賴住 そうですね、大変な名文としてよく知られている文章です。まず最初に「三界(さんがい)」という言葉が出てきます。「三界に家なし」などというように、迷いの世界を「欲界・色界・無色界」の三つに分けたもので、迷いの世界の全体、すなわち私たちが生きている世界全体が苦であるといいます。「一切皆苦(すべては苦しみである)」というのが仏教の一番基本的な考え方になりますが、まさにそれを最初に打ち出すために、こういう言葉を述べています。

 次の「擾々たる四生」にまいります。

「四生(ししょう)」では、生きとし生けるものを生まれ方の四種で分けています。「胎生(たいしょう)」は母親のお腹から生まれる、「卵生(らんしょう)」は卵から生まれるというように四つの生まれ方で、要するに生きとし生けるもののすべてという意味です。どれもいろいろと苦しみが多く、何の楽しみもないということを言っています。

―― いかにも仏教的なところですね。

賴住 そうですね、仏教でいう「すべては苦しみである」ということです。


●希望もなく困難と苦悩だけが続くという「世界観」


賴住 さらに「牟尼の日久しく隠れて、慈尊の月未だ照さず」のくだりですが、「牟尼」は釈迦です。釈迦はもう亡くなってしまっている。釈迦の後に出てくる仏として「慈尊」といわれているのは、弥勒仏です。釈迦が亡くなってから56億7000万年後に弥勒が現われるというのが仏教の考え方に則ったものです。
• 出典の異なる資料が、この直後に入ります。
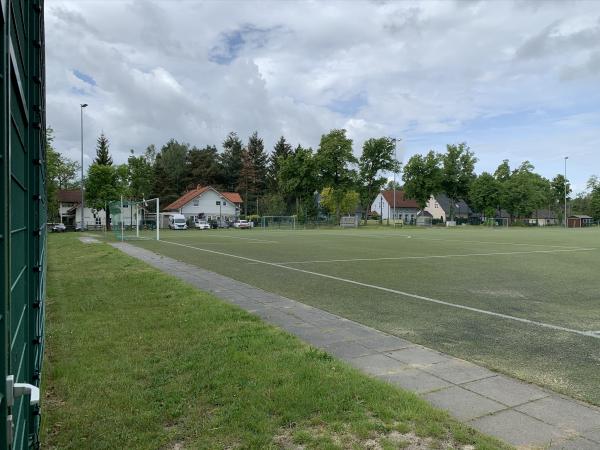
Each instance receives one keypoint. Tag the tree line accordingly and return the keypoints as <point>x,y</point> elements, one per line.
<point>300,180</point>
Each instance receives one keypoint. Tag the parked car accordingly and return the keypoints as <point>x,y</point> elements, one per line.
<point>177,222</point>
<point>201,224</point>
<point>59,228</point>
<point>242,224</point>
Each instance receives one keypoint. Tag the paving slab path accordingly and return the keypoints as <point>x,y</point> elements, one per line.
<point>518,413</point>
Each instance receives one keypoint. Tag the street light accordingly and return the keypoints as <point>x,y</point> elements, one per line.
<point>566,219</point>
<point>395,161</point>
<point>81,106</point>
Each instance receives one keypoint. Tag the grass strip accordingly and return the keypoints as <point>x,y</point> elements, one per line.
<point>137,359</point>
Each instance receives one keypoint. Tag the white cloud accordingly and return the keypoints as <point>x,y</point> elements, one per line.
<point>505,76</point>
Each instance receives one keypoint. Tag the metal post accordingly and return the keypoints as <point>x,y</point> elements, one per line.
<point>81,106</point>
<point>566,219</point>
<point>122,221</point>
<point>394,213</point>
<point>157,219</point>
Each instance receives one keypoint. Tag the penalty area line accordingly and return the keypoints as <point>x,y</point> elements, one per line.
<point>462,255</point>
<point>398,292</point>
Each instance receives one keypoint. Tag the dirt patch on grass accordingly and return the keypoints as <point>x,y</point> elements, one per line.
<point>311,437</point>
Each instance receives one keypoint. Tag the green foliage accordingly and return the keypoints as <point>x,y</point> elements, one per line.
<point>204,168</point>
<point>140,176</point>
<point>298,176</point>
<point>103,157</point>
<point>281,151</point>
<point>485,194</point>
<point>349,201</point>
<point>422,177</point>
<point>61,173</point>
<point>273,204</point>
<point>458,172</point>
<point>169,171</point>
<point>333,159</point>
<point>377,157</point>
<point>231,158</point>
<point>525,191</point>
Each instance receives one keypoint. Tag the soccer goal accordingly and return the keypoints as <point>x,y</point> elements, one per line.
<point>278,222</point>
<point>135,219</point>
<point>498,221</point>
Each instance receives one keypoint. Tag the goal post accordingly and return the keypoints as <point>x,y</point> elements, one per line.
<point>498,221</point>
<point>278,222</point>
<point>135,219</point>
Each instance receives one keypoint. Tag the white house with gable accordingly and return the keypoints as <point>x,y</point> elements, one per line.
<point>206,203</point>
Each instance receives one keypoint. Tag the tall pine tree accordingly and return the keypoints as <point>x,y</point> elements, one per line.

 つまり、釈迦が亡くなった後はずっと仏のいない世界が続いていたということで、そこに弥勒が現われるという世界観に基づいています。要するに「今は仏のいない世界である」という、非常にネガティブといいますか、悲観的なことをいっているわけです。

 そして、「三災の危うきに近づきて」の「三災」とは、火災や水災というように、水害や火災のようないろいろな災いを指します。

―― 災いですね。

賴住 「五濁」というのは、さまざまな濁り、穢れです。人はそういうものの中に沈んでいるのだというのは、基本的な世界観です。すべては苦しみであり、常に穢れているというように、世界や時代を捉えているということです。
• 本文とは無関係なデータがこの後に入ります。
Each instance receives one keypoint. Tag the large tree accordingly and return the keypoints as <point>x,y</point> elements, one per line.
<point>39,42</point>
 その後、また今度は最澄自身のことを述べる文章になります。


●最澄が表明したのは自分の中にある罪深さ


―― はい、この先の部分ですね。

「ここにおいて、愚が中の極愚、狂(おう)が中の極狂、塵禿(じんとく)の有情、低下(ていげ)の最澄、上(かみ)は諸仏に違(い)し、中(なか)は皇法に背き、下(しも)は孝礼を闕(か)けり。」

賴住 はい、ここで最澄自身が自分を「極愚である」とか「極狂である」と言っています。
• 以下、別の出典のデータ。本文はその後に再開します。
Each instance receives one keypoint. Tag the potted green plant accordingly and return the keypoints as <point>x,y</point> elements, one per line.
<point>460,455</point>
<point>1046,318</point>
―― これは、「愚かさも極まり、狂いぶりも極まった」という自己規定になるのですか。

賴住 そうです。大変に自分をネガティブに捉えているのです。これは、仏法の尊さに比べて、自分というものは本当に至らないものであると言っているのだと思います。

 この後の時代になると、例えば親鸞が自分は「罪悪深重(ざいあくじんじゅう)の凡夫」というように、非常に自分を深く見つめ、自分の罪深さを表明していきます。まさにその先駆の形が、この最澄の中にあるのではないかと思います。